He squirms and squeals; he has done something
that he needed
and now he hears that it is okay.
I scratch his ears, I turn him over
and touch him everywhere. He is
wild with the okayness of it. Then we walk, then
he has breakfast, and he is happy.
This is a poem about Percy.
This is a poem about more than Percy.
Think about it.
Today
Today is a day of
dark clouds and slow rain.
The little blades of corn
are so happy.
Swan
Did you too see it, drifting, all night on the black river?

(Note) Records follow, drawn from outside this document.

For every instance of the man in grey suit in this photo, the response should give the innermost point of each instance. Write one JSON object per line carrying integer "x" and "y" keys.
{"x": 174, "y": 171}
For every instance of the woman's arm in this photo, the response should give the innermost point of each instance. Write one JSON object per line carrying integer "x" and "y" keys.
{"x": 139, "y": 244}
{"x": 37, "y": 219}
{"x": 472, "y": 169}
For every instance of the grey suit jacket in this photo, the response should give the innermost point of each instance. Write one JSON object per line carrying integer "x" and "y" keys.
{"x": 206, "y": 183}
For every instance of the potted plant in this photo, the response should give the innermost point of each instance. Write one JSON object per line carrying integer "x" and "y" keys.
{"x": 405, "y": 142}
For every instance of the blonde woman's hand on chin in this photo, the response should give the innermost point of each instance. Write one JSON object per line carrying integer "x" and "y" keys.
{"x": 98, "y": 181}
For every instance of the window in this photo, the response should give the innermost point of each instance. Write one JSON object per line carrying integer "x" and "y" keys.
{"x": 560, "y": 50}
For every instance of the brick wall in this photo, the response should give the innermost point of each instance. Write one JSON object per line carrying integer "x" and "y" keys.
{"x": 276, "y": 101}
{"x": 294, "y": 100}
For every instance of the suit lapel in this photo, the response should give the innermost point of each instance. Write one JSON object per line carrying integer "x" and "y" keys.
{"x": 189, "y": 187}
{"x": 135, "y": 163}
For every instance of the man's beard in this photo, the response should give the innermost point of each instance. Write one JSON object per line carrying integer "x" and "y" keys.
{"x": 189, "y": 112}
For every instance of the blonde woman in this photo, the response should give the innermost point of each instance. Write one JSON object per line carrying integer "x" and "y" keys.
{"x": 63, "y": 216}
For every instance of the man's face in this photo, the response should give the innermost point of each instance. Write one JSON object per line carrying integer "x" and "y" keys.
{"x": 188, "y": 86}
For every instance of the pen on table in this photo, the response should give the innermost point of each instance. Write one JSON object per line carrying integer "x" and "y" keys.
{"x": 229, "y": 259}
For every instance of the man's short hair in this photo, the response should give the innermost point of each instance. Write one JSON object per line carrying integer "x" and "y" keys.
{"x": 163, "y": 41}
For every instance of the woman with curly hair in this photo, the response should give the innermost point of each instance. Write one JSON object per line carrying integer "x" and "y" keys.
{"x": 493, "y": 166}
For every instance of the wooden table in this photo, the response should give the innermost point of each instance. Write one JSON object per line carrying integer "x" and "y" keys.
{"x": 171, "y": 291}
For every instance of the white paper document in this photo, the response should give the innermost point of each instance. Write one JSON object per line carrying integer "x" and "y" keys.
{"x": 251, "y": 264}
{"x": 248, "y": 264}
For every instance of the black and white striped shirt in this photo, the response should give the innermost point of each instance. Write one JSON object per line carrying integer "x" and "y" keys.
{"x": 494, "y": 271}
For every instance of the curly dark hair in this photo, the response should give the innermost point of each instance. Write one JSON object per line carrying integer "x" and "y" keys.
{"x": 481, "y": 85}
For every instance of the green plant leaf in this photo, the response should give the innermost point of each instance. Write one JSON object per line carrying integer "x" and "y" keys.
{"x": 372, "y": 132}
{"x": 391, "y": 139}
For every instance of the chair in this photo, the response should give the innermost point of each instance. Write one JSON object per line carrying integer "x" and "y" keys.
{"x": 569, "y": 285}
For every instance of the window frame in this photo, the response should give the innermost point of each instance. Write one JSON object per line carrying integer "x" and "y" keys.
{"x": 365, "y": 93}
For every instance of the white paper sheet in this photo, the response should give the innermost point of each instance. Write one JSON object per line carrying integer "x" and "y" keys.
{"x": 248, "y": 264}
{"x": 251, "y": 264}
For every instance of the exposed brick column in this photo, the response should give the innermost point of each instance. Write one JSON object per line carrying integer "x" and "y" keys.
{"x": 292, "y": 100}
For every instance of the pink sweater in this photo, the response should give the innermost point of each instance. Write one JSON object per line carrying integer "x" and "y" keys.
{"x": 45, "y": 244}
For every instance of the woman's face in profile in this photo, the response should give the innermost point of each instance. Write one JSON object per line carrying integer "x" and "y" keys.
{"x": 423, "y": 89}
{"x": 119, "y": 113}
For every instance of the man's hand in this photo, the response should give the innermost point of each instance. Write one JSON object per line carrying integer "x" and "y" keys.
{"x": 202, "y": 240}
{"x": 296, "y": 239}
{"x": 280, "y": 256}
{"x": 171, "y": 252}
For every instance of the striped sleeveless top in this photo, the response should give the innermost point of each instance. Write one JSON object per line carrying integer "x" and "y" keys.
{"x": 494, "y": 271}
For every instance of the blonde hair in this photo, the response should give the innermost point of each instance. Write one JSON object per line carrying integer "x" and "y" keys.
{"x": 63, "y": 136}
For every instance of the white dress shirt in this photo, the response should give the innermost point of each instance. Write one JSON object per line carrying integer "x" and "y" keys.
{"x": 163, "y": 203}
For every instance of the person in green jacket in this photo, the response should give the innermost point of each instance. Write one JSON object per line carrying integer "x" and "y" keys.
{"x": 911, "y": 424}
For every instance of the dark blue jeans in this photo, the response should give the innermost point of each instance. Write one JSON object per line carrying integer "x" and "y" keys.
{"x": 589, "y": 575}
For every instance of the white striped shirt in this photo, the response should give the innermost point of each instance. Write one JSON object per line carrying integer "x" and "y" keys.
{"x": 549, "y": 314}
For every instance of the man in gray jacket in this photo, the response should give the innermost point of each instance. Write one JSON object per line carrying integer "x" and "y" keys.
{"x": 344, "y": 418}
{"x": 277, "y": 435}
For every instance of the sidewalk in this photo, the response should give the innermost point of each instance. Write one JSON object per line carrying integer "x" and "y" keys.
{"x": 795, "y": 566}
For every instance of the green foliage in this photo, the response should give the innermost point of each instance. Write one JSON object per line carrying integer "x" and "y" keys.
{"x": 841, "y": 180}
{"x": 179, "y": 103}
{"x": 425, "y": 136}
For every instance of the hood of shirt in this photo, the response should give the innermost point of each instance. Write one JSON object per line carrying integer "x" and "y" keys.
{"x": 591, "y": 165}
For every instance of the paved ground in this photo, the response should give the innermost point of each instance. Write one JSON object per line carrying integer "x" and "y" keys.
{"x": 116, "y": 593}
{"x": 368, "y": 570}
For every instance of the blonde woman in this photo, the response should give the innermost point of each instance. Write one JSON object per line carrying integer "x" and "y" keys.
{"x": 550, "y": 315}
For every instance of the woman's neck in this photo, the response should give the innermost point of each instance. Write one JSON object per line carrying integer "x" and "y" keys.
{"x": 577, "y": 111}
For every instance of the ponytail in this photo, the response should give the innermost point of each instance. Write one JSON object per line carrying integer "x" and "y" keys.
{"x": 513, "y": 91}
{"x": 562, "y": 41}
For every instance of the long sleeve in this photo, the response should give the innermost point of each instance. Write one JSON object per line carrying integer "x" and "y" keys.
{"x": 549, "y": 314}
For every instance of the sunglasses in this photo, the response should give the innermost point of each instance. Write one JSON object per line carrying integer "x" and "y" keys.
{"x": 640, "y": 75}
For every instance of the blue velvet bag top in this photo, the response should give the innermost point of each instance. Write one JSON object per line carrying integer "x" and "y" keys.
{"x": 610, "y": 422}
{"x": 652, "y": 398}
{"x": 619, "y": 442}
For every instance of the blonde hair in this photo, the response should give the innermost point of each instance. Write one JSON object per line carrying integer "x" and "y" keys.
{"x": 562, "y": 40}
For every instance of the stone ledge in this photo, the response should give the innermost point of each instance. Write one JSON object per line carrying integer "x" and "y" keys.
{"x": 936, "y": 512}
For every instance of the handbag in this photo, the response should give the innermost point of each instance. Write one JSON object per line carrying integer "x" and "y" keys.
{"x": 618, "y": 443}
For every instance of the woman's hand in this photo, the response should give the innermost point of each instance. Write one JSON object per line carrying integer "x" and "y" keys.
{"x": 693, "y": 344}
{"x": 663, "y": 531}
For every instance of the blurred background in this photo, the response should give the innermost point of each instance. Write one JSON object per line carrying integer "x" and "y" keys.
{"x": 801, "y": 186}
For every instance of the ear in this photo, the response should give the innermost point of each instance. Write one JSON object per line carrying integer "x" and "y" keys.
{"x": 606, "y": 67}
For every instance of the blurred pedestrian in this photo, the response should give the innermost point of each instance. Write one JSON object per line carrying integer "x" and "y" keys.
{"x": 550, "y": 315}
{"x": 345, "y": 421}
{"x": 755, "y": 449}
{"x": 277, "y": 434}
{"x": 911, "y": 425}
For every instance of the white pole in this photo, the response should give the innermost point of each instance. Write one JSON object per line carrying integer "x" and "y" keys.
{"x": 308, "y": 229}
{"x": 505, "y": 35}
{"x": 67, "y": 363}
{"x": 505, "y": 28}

Did you see it in the morning, rising into the silvery air,
an armful of white blossoms,
a perfect commotion of silk and linen as it leaned
into the bondage of its wings: a snowbank, a bank of lilies,
biting the air with its black beak?
Did you hear it, fluting and whistling
a shrill dark music, like the rain pelting the trees,
like a waterfall
knifing down the black ledges?
And did you see it, finally, just under the clouds—
a white cross streaming across the sky, its feet
like black leaves, its wings like the stretching light
of the river?
And did you feel it, in your heart, how it pertained to everything?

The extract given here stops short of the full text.